In [1]:
%matplotlib inline
import matplotlib.pyplot as plt
import numpy as np
import seaborn as sns
sns.set_context('notebook', font_scale=1.5)
The first exercise is about using Newton's method to find the cube roots of unity - find $z$ such that $z^3 = 1$. From the fundamental theorem of algebra, we know there must be exactly 3 complex roots since this is a degree 3 polynomial.
We start with Euler's equation $$ e^{ix} = \cos x + i \sin x $$
Raising $e^{ix}$ to the $n$th power where $n$ is an integer, we get from Euler's formula with $nx$ substituting for $x$ $$ (e^{ix})^n = e^{i(nx)} = \cos nx + i \sin nx $$
Whenever $nx$ is an integer multiple of $2\pi$, we have $$ \cos nx + i \sin nx = 1 $$
So $$ e^{2\pi i \frac{k}{n}} $$ is a root of 1 whenever $k/n = 0, 1, 2, \ldots$.
So the cube roots of unity are $1, e^{2\pi i/3}, e^{4\pi i/3}$.
While we can do this analytically, the idea is to use Newton's method to find these roots, and in the process, discover some rather perplexing behavior of Newton's method.
In [2]:
from sympy import Symbol, exp, I, pi, N, expand
from sympy import init_printing
init_printing()
In [3]:
expand(exp(2*pi*I/3), complex=True)
Out[3]:
In [4]:
expand(exp(4*pi*I/3), complex=True)
Out[4]:
In [5]:
plt.figure(figsize=(4,4))
roots = np.array([[1,0], [-0.5, np.sqrt(3)/2], [-0.5, -np.sqrt(3)/2]])
plt.scatter(roots[:,0], roots[:,1], s=50, c='red')

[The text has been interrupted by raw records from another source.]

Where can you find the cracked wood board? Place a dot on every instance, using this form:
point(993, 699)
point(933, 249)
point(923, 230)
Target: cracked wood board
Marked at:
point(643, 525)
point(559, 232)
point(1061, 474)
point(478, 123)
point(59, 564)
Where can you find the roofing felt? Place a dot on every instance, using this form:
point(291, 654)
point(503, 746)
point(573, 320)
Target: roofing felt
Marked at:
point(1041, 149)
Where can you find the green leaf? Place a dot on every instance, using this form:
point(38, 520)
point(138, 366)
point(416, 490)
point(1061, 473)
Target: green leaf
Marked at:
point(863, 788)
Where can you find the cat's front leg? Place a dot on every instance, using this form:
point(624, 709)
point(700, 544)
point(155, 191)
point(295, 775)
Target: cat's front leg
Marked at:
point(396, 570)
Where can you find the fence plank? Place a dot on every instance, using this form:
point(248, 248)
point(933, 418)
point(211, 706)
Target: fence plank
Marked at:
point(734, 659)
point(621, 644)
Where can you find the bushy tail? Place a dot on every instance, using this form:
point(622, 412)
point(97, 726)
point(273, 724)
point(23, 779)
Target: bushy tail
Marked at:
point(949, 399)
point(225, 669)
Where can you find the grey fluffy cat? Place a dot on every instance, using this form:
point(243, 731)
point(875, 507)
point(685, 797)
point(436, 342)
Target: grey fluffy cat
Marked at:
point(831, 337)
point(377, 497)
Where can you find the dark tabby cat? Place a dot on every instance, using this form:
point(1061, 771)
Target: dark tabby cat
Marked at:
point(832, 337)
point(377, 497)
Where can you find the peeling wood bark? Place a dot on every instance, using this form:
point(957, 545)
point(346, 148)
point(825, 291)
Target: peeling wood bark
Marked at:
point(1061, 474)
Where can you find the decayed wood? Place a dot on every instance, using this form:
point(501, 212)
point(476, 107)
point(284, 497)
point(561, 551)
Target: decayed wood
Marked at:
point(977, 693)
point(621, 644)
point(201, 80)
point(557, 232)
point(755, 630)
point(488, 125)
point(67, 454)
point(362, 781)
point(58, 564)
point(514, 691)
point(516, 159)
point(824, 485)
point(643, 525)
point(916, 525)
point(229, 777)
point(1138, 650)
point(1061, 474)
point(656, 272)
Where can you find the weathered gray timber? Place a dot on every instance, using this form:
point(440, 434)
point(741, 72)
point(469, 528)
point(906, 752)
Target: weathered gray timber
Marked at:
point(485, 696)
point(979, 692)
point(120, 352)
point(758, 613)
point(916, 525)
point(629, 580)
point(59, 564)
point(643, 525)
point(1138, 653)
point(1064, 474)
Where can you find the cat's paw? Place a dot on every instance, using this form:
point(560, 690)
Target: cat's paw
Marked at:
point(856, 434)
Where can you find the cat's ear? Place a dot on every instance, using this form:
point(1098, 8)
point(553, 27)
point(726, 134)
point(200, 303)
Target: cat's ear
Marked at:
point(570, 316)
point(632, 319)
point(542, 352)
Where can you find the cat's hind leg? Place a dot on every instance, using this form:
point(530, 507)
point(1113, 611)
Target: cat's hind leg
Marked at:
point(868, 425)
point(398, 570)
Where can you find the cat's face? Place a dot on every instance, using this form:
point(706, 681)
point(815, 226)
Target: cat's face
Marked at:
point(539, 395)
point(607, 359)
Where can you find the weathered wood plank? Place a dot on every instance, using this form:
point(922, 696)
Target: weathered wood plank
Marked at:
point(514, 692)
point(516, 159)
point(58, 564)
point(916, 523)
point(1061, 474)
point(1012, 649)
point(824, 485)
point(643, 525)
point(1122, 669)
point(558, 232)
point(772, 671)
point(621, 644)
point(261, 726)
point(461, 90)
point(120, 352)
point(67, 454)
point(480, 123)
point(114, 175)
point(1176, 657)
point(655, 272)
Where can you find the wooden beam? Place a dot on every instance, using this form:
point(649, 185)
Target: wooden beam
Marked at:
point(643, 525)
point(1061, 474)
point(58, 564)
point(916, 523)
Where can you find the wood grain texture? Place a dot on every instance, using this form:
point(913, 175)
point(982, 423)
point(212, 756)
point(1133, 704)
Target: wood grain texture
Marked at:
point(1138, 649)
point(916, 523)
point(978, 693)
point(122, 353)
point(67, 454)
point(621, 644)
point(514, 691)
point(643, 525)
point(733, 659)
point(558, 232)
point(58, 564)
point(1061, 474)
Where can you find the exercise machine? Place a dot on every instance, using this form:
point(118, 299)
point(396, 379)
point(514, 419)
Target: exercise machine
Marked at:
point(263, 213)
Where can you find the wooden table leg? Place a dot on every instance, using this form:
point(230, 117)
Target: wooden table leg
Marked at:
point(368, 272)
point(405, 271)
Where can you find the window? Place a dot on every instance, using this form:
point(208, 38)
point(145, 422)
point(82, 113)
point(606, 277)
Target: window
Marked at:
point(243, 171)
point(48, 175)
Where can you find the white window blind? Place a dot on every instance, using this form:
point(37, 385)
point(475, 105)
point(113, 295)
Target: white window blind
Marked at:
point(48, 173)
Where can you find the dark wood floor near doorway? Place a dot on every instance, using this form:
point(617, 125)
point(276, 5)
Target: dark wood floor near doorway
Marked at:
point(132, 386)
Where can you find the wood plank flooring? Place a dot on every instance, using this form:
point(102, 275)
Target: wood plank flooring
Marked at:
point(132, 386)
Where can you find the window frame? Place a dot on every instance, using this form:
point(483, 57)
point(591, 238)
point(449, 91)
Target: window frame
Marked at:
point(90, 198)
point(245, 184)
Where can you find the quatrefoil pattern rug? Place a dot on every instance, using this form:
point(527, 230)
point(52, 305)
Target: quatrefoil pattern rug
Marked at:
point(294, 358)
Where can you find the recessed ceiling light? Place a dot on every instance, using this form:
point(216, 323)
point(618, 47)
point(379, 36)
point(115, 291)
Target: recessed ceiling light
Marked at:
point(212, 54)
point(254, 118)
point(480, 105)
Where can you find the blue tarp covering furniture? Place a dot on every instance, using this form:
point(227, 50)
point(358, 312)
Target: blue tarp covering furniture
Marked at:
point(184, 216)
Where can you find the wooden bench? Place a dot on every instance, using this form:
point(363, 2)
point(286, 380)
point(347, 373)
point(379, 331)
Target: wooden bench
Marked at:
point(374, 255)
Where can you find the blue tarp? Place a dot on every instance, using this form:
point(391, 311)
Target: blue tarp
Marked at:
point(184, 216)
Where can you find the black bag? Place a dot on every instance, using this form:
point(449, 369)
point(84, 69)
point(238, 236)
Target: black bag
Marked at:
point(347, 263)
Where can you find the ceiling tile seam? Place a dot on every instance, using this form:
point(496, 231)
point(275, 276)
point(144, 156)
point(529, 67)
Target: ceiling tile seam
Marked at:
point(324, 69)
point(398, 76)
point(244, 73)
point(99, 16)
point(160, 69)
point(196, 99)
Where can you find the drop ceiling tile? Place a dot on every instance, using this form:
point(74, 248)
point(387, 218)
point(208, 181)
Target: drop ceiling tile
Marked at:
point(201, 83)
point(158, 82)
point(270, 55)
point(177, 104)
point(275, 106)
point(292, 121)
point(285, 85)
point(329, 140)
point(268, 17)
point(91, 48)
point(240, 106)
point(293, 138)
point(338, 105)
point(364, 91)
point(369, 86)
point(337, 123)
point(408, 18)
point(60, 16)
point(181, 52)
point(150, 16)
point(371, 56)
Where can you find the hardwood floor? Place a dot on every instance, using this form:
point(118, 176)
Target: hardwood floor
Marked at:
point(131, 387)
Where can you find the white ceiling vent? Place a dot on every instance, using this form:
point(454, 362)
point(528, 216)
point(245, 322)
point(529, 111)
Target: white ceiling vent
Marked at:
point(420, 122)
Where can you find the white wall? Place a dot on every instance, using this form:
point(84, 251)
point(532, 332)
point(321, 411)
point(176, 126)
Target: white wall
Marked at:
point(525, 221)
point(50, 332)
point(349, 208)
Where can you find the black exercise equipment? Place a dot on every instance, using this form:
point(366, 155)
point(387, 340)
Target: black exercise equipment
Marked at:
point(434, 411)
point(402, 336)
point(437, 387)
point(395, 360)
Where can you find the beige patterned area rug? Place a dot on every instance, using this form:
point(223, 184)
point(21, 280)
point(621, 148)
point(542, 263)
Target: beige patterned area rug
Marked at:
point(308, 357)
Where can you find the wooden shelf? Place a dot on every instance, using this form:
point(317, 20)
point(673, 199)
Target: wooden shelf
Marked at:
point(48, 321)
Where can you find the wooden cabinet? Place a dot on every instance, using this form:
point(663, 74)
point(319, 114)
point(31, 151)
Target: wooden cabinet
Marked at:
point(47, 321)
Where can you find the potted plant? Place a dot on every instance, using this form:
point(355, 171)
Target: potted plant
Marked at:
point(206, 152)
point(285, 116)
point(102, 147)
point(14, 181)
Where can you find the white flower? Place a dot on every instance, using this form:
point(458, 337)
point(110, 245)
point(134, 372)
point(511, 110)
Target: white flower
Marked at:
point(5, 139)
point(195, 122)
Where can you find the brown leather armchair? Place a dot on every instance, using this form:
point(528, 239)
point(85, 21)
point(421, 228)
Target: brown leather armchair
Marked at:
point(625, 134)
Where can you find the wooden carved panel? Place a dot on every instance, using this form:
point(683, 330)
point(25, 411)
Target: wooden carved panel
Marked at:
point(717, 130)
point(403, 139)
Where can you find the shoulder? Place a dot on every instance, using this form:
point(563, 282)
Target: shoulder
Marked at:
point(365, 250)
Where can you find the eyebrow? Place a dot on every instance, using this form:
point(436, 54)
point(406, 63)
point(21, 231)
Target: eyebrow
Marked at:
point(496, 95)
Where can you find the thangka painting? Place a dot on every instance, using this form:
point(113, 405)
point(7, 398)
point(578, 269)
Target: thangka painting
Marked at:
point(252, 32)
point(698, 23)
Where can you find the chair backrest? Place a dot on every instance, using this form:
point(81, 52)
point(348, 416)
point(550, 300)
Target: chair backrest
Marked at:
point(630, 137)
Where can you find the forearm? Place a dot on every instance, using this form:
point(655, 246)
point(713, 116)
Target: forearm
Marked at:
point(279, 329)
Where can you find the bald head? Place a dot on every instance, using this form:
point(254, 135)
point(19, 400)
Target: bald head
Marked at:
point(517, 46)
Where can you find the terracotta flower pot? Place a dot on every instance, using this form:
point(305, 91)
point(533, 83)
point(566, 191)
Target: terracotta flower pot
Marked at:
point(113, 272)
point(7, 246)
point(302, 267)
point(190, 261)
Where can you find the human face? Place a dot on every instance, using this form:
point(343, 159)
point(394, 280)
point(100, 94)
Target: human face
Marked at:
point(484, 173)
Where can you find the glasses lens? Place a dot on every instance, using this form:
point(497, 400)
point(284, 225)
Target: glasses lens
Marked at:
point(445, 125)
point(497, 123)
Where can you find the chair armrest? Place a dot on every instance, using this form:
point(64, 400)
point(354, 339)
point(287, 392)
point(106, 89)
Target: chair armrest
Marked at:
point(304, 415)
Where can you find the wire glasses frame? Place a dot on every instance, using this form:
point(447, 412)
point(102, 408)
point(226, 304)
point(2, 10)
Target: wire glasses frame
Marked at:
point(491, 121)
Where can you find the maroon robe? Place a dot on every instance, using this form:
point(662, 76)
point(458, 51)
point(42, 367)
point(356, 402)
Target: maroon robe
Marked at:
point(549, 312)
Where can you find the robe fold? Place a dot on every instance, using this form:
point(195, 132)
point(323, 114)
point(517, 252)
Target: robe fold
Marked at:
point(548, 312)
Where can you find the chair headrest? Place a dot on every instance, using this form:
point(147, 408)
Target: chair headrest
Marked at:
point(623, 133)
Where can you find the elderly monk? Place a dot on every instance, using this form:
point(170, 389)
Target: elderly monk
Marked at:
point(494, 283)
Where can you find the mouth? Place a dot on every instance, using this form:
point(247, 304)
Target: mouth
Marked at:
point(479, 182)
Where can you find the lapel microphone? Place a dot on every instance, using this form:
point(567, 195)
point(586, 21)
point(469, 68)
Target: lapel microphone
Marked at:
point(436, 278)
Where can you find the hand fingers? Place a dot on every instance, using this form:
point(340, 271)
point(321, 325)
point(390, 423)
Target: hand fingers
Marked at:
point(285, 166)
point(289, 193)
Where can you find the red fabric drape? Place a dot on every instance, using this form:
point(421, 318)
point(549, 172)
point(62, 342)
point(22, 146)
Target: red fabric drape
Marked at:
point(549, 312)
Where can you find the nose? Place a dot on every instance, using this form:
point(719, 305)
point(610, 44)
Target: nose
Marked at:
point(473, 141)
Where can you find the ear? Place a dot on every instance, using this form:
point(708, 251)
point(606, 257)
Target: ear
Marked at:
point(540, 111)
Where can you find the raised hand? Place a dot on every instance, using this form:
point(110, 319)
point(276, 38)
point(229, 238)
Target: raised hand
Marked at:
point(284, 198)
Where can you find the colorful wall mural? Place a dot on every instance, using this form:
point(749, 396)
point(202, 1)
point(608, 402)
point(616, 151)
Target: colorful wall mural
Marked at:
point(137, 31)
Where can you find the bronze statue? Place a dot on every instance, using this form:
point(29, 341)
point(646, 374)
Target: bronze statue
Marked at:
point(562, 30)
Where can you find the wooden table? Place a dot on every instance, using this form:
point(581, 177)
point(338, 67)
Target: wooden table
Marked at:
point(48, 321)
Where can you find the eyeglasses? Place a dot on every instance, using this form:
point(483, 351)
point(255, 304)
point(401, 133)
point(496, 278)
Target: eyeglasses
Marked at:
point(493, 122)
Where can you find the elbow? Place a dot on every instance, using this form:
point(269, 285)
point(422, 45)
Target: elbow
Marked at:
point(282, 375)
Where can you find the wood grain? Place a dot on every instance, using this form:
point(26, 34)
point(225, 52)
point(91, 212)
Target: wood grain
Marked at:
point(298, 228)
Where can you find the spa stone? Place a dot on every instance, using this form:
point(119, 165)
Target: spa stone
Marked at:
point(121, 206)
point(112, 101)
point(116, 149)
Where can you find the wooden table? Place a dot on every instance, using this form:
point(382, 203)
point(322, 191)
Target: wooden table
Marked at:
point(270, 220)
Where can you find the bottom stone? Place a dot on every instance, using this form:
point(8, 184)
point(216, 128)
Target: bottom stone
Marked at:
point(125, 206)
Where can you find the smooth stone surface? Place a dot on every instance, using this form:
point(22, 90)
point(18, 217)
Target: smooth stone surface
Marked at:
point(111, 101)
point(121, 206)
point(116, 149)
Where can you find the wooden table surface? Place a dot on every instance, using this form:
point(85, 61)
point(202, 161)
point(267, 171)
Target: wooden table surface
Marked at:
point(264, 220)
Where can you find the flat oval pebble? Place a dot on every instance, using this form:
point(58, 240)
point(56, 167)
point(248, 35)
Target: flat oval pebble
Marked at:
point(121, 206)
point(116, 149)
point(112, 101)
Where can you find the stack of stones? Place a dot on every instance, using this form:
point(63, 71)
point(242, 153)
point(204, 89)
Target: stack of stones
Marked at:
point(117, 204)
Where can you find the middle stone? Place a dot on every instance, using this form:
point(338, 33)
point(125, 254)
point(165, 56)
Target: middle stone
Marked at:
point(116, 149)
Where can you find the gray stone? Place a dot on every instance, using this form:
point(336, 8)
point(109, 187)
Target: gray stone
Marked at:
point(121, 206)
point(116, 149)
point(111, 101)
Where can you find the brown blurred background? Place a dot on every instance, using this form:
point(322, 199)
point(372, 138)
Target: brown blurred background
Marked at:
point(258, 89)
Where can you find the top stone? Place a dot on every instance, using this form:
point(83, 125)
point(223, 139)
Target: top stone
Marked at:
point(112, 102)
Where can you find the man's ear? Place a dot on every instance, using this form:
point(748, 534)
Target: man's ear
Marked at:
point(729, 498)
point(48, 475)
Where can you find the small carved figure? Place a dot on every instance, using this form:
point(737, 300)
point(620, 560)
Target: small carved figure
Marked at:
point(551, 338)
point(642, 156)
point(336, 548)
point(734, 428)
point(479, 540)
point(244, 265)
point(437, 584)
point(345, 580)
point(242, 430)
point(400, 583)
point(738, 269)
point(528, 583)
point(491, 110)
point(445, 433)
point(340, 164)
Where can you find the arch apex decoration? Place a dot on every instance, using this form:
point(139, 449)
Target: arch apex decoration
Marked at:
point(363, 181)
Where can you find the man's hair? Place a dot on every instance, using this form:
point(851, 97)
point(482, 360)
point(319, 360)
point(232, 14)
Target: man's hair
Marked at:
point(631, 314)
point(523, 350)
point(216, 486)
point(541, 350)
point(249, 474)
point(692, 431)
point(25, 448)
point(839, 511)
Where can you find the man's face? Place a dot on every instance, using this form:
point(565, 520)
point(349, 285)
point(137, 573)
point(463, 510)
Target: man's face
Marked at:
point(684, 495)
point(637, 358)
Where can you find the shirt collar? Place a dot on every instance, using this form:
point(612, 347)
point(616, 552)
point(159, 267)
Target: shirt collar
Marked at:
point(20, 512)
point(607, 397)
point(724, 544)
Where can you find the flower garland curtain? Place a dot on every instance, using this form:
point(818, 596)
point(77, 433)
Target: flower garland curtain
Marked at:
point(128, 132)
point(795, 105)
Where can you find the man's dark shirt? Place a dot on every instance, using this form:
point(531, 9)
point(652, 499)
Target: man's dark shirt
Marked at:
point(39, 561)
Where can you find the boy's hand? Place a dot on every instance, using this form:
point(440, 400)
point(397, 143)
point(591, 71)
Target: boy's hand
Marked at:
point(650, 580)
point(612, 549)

xp = np.linspace(0, 2*np.pi, 100)
plt.plot(np.cos(xp), np.sin(xp), c='blue');
1. Newton's method for functions of complex variables - stability and basins of attraction. (30 points)
Write a function with the following function signature newton(z, f, fprime, max_iter=100, tol=1e-6)
where
z
is a starting value (a complex number e.g. 3 + 4j
)f
is a function of z
fprime
is the derivative of f
The function will run until either max_iter is reached or the absolute value of the Newton step is less than tol. In either case, the function should return the number of iterations taken and the final value of z
as a tuple (i
, z
). Define the function f
and fprime
that will result in Newton's method finding the cube roots of 1. Find 3 starting points that will give different roots, and print both the start and end points.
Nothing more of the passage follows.